[THE FARM IS SOLD]

“You stupid creature!” cackled the Brown Hen, as she scrambled out of the driveway. “Don’t you know any better than to come blundering along when a body is in the middle of a fine dust bath? How would you like to have me come trotting down the road, just as you were nicely sprawled out in it with your feathers full of dust? I think you would squawk too!”

The Brown Hen drew her right foot up under her ruffled plumage and turned her head to one side, looking severely at Bobs and Snip as they backed the lumber wagon up to the side porch. “I say,” she repeated, “that you would squawk too!”

The Brown Hen’s friends had been forced to run away when she did, but they had already found another warm place in the dust and were rolling and fluttering happily there. “Come over here,” they called to her. “This is just as good a place as the other. Come over and wallow here.”

“No!” answered the Brown Hen, putting down her right foot and drawing up her left. “No! My bath is spoiled for to-day. There is no use in trying to take comfort when you are likely to be run over any minute.” She turned her head to the other side and looked severely at Bobs and Snip with that eye. The Brown Hen prided herself on her way of looking sternly at people who displeased her. She always wished, however, that she could look at them with both eyes at once. She thought that if this were possible she could stop their nonsense more quickly.

Snip could not say anything just then. He was trying to be polite, and it took all his strength. He was young and wanted to have a good Horse laugh. He could not help thinking how a Horse would look covered with feathers and sprawling in the middle of the road. Of course the Brown Hen had not meant it in exactly that way, but was as unlucky as most people are when they lose their tempers, and amused the very people whom she most wanted to scold.

Bobs was a steady old gray Horse, and he was used to the Brown Hen. “I am sorry that we had to disturb you,” he said pleasantly. “You looked very comfortable and I tried to turn out, but the Farmer held the lines so tightly that I could not. The bit cut into my mouth until I could not stand it. You see he wanted to back the wagon up right here, and so he couldn’t let us turn out. We’ll do better next time if we can.”

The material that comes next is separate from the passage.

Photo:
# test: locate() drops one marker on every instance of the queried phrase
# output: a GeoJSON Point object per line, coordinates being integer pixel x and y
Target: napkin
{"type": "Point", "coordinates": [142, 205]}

The Brown Hen let both her feet down and took a few steps forward. “If you couldn’t help it, of course I won’t say anything more,” she remarked, and walked off.

“P-p-p-p-p-p-p-p!” said Snip, blowing the air out between his lips. “Why did you bother to tell her that? She is so fussy and cross about everything that I wouldn’t tell her I was sorry. Why doesn’t she just find another place, as the other Hens do?”